Shelley arrives and places Olive into the crate in the back of her SUV. It’s a bit smaller than Olive is used to so she seems a little cautious, like she’s trying on a dress one size too small. I can’t even watch the car pull out of the driveway or I’ll cry. The dog will be properly cared for; I’ll need a Xanax. It’s the first time I left Olive with anyone since I got her. Two days later, still out of town, I get an email on how Olive is doing. Here are a few excerpts…

“When we arrived home, Olive, knowing she should not jump from the car, refused to get out of the truck. I had to carry her out WHILE STILL IN THE CRATE!” (Not so easy as Olive currently weighs in at about 56 pounds.)

“My daughter loves her. Until the second night that is. Olive decided to cry all night and stopped only as I began writing this email. She sometimes barked but for the most part it sounded like a bird chirping. It would have made me think it was Spring if only she stopped long enough for me to sleep or even think.”

Apparently Olive also ran Shelley’s one-year old Border Collie ragged, which is not easy to do. Yes, Olive has the endurance of a mountain lion. If they had a Tour de France for dogs, Olive would break Lance Armstrong’s record. This dog could run from here to the moon before she tired. I have yet to see another dog not want to lie down, roll over and cry “Uncle,” when being chased by Olive.

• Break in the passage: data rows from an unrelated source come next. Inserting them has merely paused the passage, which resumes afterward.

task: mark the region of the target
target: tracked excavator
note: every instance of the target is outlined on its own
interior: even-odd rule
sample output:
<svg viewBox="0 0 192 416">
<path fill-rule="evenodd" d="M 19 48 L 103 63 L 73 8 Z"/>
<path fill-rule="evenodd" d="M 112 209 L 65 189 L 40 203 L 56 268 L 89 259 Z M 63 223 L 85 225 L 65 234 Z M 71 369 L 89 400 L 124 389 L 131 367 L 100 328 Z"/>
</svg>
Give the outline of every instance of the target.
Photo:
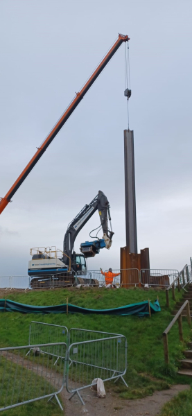
<svg viewBox="0 0 192 416">
<path fill-rule="evenodd" d="M 119 35 L 117 40 L 107 52 L 96 69 L 84 84 L 83 87 L 79 92 L 76 93 L 75 97 L 59 119 L 58 121 L 52 128 L 48 136 L 43 141 L 42 144 L 37 148 L 37 150 L 36 153 L 7 192 L 4 198 L 0 198 L 0 214 L 3 212 L 9 202 L 12 201 L 12 198 L 15 193 L 46 150 L 58 132 L 72 114 L 120 46 L 122 43 L 128 42 L 130 38 L 128 35 L 124 35 L 121 33 Z M 131 91 L 128 89 L 125 89 L 125 96 L 128 97 L 128 99 L 130 96 L 130 94 Z M 81 254 L 76 254 L 73 252 L 76 237 L 96 209 L 98 209 L 101 227 L 103 229 L 103 237 L 101 240 L 96 239 L 94 241 L 86 241 L 85 243 L 82 243 L 80 245 Z M 40 279 L 41 276 L 45 276 L 46 273 L 47 275 L 53 273 L 53 275 L 54 277 L 55 273 L 58 272 L 58 270 L 60 272 L 62 271 L 65 273 L 71 272 L 72 274 L 75 273 L 78 268 L 79 270 L 84 270 L 85 272 L 85 259 L 94 257 L 96 254 L 99 252 L 101 248 L 105 247 L 105 248 L 109 249 L 112 244 L 113 233 L 112 230 L 109 231 L 108 229 L 107 218 L 109 218 L 110 221 L 109 202 L 104 193 L 99 191 L 98 196 L 91 201 L 89 205 L 85 205 L 69 224 L 64 236 L 62 252 L 58 250 L 56 248 L 55 248 L 54 250 L 51 248 L 42 248 L 30 250 L 32 260 L 29 262 L 29 276 L 35 276 L 35 277 L 33 277 L 33 279 Z"/>
<path fill-rule="evenodd" d="M 89 218 L 98 210 L 101 225 L 98 228 L 96 239 L 91 241 L 85 241 L 80 244 L 81 254 L 73 251 L 76 239 Z M 109 228 L 109 224 L 110 227 Z M 97 237 L 98 233 L 103 229 L 102 239 Z M 90 236 L 91 233 L 89 234 Z M 71 277 L 77 272 L 85 275 L 87 272 L 85 259 L 94 257 L 98 254 L 101 249 L 110 249 L 112 243 L 114 232 L 112 229 L 110 203 L 102 191 L 98 191 L 98 195 L 90 204 L 85 205 L 78 215 L 68 225 L 63 242 L 63 251 L 55 248 L 36 248 L 30 249 L 32 260 L 29 261 L 28 274 L 32 277 L 30 286 L 35 287 L 37 282 L 43 282 L 47 286 L 49 284 L 50 276 L 58 283 L 60 275 L 62 281 L 64 277 Z M 46 277 L 47 279 L 46 279 Z"/>
</svg>

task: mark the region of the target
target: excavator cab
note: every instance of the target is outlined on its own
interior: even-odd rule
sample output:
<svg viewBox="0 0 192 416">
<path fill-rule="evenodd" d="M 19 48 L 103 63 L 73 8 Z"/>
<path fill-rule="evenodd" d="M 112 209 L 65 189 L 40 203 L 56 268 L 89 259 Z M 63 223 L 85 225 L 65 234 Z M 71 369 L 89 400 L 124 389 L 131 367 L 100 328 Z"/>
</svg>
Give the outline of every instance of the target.
<svg viewBox="0 0 192 416">
<path fill-rule="evenodd" d="M 73 253 L 73 259 L 75 260 L 75 264 L 73 265 L 73 268 L 76 272 L 86 272 L 87 266 L 85 257 L 83 254 L 76 254 Z"/>
</svg>

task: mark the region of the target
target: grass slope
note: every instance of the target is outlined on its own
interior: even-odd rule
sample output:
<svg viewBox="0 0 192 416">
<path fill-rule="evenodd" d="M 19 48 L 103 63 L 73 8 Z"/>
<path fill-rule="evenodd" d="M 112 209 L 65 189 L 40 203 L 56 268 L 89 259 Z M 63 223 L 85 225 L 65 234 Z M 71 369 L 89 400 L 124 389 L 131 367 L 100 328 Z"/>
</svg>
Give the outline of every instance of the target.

My favorite part of the Olive Update was this: “Don’t get me wrong, still love Olive! She is just one of kind, the one and only Olive!” Oh yes, this dog of mine is uniquely in a class by herself. Today, she returns home, walks into the house, tail wagging a mile a minute, jumps on me once then walks past me as though she just passed her favorite fire hydrant. “Oh yeah, this place. I know you. I think I smell a bully stick. Bye.” I take this to mean that Olive is a well-adjusted pooch.

  1. I finally had a chance to read the Feb Blogs. I laughed till tears ran down my face remembering Olive and her visit with me. she truely is one of a kind and we honestly do LOVE her!!